Скрипнула дверь. Вышел на крыльцо человек, огляделся и вдруг закричал, не жалея голоса:
– Войта!!! Войта! Куйлюк Куим…
Это он извещает духов земли, что человек по фамилии Войта – Урман, по имени Куйлюк – Глухарь вышел на промысел, глушить крупных щук под тонким льдом. Эхо повторило зык. Человек по имени Куйлюк улыбнулся – духи поняли его правильно.
Что заставляет щук стоять около тонкого озерного льда и дремать? Молодой прозрачный осенний лед преображает весь подводный мир. Давно ли плескались щуки, резвились в погоне за чебаками да окунями. И вдруг нет привычного раздолья, нет шума волн. Не взыграть щуке над водой – ударится о тонкое обманчивое крепкое стекло. Вода неподвижна и прозрачна.

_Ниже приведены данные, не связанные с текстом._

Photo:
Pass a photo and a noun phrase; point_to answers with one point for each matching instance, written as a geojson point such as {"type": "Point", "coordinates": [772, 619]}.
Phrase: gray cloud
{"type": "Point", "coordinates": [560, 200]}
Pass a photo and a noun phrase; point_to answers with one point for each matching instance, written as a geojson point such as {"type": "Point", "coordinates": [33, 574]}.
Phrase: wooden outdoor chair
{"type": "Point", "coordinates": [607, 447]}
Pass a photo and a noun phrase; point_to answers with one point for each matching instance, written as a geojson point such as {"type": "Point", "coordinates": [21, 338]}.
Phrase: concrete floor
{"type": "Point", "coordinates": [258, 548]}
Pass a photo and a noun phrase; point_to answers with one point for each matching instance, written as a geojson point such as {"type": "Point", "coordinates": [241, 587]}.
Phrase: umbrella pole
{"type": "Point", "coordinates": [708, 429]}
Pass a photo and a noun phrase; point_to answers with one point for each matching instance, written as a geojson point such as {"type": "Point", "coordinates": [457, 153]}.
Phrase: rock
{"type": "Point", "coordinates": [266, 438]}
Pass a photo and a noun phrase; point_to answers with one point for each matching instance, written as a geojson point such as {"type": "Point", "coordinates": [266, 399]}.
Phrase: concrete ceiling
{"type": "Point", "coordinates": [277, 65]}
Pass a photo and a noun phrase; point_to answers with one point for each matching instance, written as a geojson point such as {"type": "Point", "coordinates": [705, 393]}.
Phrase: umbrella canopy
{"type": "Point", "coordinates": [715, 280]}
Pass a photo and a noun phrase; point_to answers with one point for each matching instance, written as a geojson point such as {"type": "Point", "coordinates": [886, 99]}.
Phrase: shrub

Солнечные лучи, переломленные льдом, придают водорослям на мелководье необычные цвета и гонят причудливые тени. Во время Чистого Льда страх рыбу сковывает и заставляет замирать, осматриваться, привыкать к новым условиям.
Куйлюк взял мешок, взял березовый молот и подался на ледяную закраину озера. Мягко, бесшумно шагает рыбак. Легко ступает в осенних лосиных унтах.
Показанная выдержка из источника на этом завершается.